4. Vibration damper according to one of claims 1 to 3, characterized in that the pendulum (4) has two absorber masses (6, 7) whose centers of mass lie opposite each other via the pendulum axis (5).

5. Vibration damper according to one of claims 1 to 4, characterized in that the pendulum (4) is damped with respect to its pendulum motion about the pendulum axis (5).

6. Vibration damper according to one of claims 1 to 5, characterized in that soft stops for the pendulum (4) are provided.

7. Vibration damper according to one of claims 1 to 6, characterized in that the pendulum axis (5) over the rotational movement (2) has a constant orientation to the axis of rotation (3).

8. Vibration damper according to claim 7, characterized in that the pendulum axis (5) parallel to the axis of rotation (3).
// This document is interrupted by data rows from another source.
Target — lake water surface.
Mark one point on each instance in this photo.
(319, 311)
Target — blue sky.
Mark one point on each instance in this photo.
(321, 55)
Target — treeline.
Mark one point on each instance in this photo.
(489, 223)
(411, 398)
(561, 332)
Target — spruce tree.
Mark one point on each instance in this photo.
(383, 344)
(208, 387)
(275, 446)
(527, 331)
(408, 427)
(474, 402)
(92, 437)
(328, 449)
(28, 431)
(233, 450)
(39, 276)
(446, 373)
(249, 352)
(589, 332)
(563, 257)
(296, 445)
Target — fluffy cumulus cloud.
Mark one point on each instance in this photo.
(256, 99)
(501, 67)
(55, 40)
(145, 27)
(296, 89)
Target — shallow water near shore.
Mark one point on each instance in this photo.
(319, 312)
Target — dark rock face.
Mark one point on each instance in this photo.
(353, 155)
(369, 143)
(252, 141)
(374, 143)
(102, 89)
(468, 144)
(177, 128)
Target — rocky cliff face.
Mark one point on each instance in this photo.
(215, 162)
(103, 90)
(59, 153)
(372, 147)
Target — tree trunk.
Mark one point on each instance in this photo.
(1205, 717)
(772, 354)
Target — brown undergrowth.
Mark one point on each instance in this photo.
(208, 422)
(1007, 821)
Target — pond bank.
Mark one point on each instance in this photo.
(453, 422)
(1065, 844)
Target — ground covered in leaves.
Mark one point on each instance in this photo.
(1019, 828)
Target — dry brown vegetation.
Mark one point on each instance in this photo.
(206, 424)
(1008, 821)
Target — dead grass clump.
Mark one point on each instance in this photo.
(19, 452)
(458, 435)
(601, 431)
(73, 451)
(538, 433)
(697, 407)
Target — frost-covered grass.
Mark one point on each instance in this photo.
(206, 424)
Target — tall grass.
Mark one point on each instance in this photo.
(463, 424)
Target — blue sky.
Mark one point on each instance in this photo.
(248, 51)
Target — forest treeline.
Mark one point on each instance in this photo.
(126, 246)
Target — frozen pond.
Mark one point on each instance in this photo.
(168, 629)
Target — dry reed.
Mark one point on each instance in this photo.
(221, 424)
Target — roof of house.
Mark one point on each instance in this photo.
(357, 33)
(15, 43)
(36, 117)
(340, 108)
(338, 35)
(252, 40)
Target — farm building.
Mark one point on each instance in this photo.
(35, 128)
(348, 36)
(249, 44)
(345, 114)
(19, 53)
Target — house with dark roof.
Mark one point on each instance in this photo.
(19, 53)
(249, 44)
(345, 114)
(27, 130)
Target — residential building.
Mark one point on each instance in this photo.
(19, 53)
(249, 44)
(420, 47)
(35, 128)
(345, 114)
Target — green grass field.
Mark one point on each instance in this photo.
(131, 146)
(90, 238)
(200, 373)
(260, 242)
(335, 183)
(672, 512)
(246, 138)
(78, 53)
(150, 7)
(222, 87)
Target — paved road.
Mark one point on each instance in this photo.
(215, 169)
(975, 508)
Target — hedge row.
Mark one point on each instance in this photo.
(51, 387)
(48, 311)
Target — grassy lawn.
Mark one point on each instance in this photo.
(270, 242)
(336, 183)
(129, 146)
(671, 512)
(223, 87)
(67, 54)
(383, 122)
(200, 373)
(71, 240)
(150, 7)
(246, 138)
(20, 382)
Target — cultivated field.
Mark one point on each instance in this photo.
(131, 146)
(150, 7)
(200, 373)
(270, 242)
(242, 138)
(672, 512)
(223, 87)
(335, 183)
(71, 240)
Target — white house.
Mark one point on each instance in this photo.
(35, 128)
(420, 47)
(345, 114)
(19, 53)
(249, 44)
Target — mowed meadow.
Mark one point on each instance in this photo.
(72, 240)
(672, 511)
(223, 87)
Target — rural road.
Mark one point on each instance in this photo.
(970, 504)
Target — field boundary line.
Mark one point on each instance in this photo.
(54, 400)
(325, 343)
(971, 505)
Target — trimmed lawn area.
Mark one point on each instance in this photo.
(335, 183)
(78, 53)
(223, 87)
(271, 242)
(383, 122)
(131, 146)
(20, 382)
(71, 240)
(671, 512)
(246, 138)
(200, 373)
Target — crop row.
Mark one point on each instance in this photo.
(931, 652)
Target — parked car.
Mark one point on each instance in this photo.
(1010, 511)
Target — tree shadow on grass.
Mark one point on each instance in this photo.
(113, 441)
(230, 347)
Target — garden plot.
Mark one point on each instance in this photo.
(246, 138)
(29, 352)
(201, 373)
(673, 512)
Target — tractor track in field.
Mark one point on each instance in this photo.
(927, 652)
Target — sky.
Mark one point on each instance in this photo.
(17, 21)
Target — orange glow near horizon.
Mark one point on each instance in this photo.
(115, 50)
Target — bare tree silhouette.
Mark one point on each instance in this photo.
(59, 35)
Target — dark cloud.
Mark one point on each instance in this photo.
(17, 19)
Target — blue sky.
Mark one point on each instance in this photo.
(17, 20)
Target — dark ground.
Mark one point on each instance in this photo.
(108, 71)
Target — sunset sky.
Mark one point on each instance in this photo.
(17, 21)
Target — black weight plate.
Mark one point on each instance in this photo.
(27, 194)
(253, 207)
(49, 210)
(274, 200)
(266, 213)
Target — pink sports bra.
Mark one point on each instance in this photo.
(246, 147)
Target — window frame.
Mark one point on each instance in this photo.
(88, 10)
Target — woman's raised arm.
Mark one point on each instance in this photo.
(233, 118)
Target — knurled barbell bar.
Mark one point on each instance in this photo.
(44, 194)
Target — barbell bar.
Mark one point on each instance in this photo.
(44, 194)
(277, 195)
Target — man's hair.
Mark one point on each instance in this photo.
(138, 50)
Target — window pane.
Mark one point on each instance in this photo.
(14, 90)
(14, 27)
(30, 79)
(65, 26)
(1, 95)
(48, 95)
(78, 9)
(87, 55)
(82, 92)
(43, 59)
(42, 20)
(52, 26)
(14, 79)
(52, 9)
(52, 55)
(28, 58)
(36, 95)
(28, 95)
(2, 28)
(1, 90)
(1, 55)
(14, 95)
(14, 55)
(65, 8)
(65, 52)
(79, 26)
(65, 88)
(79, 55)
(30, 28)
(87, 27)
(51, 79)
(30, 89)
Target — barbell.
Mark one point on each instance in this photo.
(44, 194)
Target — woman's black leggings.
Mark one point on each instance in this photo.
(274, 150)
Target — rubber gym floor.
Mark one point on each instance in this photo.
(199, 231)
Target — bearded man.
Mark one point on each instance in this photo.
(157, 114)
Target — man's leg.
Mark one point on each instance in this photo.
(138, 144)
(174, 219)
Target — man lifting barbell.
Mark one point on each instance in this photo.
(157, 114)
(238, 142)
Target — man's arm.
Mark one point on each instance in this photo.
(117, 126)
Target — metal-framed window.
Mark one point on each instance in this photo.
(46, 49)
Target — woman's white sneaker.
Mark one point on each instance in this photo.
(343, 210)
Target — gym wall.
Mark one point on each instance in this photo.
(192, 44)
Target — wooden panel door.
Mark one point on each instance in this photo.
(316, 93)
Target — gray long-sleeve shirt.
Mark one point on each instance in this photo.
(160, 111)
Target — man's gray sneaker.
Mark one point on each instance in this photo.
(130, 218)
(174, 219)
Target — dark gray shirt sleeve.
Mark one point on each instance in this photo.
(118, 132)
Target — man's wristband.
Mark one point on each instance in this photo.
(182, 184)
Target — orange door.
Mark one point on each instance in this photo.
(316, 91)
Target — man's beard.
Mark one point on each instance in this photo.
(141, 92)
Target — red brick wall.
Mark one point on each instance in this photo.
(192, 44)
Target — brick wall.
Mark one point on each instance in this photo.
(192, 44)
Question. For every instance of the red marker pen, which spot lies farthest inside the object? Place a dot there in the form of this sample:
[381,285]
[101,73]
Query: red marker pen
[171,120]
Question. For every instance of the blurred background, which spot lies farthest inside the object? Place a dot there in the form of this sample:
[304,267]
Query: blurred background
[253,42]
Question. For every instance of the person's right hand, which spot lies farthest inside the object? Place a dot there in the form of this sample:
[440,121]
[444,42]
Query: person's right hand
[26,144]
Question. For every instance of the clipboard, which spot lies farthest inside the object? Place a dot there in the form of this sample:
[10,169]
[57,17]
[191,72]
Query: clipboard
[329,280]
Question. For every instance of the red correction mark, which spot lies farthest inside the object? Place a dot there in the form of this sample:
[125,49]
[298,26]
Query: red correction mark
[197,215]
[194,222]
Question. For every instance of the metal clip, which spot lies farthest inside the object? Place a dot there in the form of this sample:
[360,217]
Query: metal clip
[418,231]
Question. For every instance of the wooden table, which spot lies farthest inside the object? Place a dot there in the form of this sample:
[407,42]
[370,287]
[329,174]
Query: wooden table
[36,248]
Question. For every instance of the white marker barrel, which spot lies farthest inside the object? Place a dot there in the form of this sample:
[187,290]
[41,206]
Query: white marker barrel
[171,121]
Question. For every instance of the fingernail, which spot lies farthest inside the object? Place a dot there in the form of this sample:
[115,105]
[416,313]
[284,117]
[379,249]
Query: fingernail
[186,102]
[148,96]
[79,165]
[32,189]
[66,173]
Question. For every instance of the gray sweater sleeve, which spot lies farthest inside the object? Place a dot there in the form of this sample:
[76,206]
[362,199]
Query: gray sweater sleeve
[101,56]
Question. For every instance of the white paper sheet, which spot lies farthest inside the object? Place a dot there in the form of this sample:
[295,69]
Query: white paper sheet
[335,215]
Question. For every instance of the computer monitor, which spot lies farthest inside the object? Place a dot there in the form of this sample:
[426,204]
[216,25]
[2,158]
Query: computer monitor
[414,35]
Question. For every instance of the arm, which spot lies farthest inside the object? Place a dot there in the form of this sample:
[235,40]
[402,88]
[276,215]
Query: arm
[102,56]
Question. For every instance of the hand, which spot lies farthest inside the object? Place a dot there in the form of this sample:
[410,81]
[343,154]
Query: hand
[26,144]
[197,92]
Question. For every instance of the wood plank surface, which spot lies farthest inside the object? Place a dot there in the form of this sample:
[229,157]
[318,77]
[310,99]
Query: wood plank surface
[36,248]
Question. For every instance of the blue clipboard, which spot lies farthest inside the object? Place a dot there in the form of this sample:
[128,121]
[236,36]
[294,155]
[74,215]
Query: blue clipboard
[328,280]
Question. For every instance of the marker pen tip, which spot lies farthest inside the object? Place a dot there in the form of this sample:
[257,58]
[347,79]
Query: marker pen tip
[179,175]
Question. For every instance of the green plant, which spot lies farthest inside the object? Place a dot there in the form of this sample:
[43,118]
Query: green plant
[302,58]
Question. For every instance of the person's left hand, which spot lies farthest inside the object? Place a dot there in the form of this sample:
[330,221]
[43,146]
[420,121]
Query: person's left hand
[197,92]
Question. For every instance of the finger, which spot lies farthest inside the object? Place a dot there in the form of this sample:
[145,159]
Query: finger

9. vibration damper according to claim 7, characterized in that the pendulum axis (5) tangent to the axis of rotation (3).

10. Vibration damper according to one of claims 1 to 6, characterized in that the pendulum (4) is mounted in a pivot bearing with a rotational degree of freedom for the pendulum axis (5).

1 1. Vibration damper according to one of claims 1 to 10, characterized in that a plurality of pendulum-mounted rigid pendulum (4) are provided, the pendulum axes (5) are arranged symmetrically to the axis of rotation (3).

12. Vibration damper according to claim 1 1, characterized in that the pendulum (4) are coupled together.

13. Vibration damper according to claim 12, characterized in that the pendulum (4) are elastically coupled.

14. Vibration damper according to one of claims 1 1 to 13, characterized in that the pendulum (4) are mounted on a fastened to a shaft flange (9).

15. Vibration damper according to claim 12, characterized in that the pendulum (4) are mounted within a closed housing at its periphery (12).